Interview : Edouard COUTY

Publié le 31 May 2022 à 13:25


Conseiller maître honoraire à la Cour des Comptes Ancien DHOS

INPH Le Mag : Bonjour Edouard COUTY, vous êtes le Médiateur National pour l’amélioration de la qualité de vie au travail des professionnels de santé
Vous avez été nommé en janvier 2017 par Marisol Touraine, avec la mission de préfigurer l’organisation des médiations au niveau régional et national. Vous avez été, reconduit en août 2017 par la ministre Agnès Buzin avec la mission de créer un service de médiation nationale au service des 1,2 millions de personnels des hôpitaux dans le but de résoudre les conflits professionnels.

Edouard Couty, un service de médiation nationale : qu’est-ce ? Pour qui ? Avec quoi ? À quel horizon ?
En réalité, ce que m’a demandé madame Tourraine c’est de proposer un service de médiation pour les professionnels qui travaillent à l’hôpital public. Madame Buzyn qui a confirmé la mission m’a demandé de préfigurer et de mettre en place ce service. Cette fonction de médiation couvre un champ très large puisqu’il englobe l’hôpital public et l’ensemble des personnes qui y travaillent : médecins (quel que soit leur statut, y compris les PUPH) et non médecins (soignants, administratifs ou techniques), titulaires ou contractuels, professionnels ou étudiants (en médecine, en soins infirmiers, aides-soignants...) et le secteur médico-social. Cela représente plus d’un million de personnes.

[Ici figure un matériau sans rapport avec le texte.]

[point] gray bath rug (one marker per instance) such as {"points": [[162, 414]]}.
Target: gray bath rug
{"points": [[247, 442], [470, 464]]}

Cette fonction doit être concertée puis créée et mise en application par un décret en conseil d’État. Outre la création de cette fonction, ce texte définira les règles d’organisation de la fonction de médiation. Le décret définira les modalités de saisine (qui peut saisir les médiateurs régionaux ou interrégionaux ? Dans quelles conditions ?). J’ai proposé (en me basant sur des modèles existant dans d’autres secteurs) que cette fonction s’exerce à plusieurs niveaux : niveau national, avec un médiateur national et niveau régional ou interrégional (il y aura au total 9 à 10 médiateurs).

Au niveau régional, seront mis en place les médiateurs régionaux et, auprès de chacun d’entre eux, une commission de médiation. La commission de médiation régionale assistera et accompagnera le médiateur régional dans son travail de médiation. Elle sera composée de professionnels hospitaliers (médecins hospitaliers, soignants, personnels techniques et administratifs, médecins du travail ou psychologues du travail), quelle que soit la catégorie professionnelle, la commission de médiation comportera des pairs.

Au niveau local, au sein de chaque hôpital ou groupement d’établissement est recommandé de créer des Commissions de Vie Hospitalière (CVH, cf. le chapitre « chroniques d’hôpital » de ce MAG) ou commissions de résolution ou prévention des conflits. Ces commissions, animées par des médecins volontaires réalisent de la conciliation en interne, pas de la médiation.

Ce niveau local préconisé par la ministre juste après la loi de janvier 2016 est de toute première importance et ce pour deux raisons. En premier lieu, la plupart des problèmes, difficultés ou conflits sont des conflits entre médecins et l’intervention de pairs permet une analyse éclairée des situations. En deuxième lieu, leur caractère local, in situ, permet une Conseiller maître honoraire à la Cour des Comptes Ancien DHOS INTERVIEW Edouard COUTY CONSTRUCTION ›››› Interview 36 Le MAG de l’INPH / AVRIL 2018 prise en charge précoce et dans mon expérience, plus une situation est gérée précocement, plus elle a de chances d’être résolue.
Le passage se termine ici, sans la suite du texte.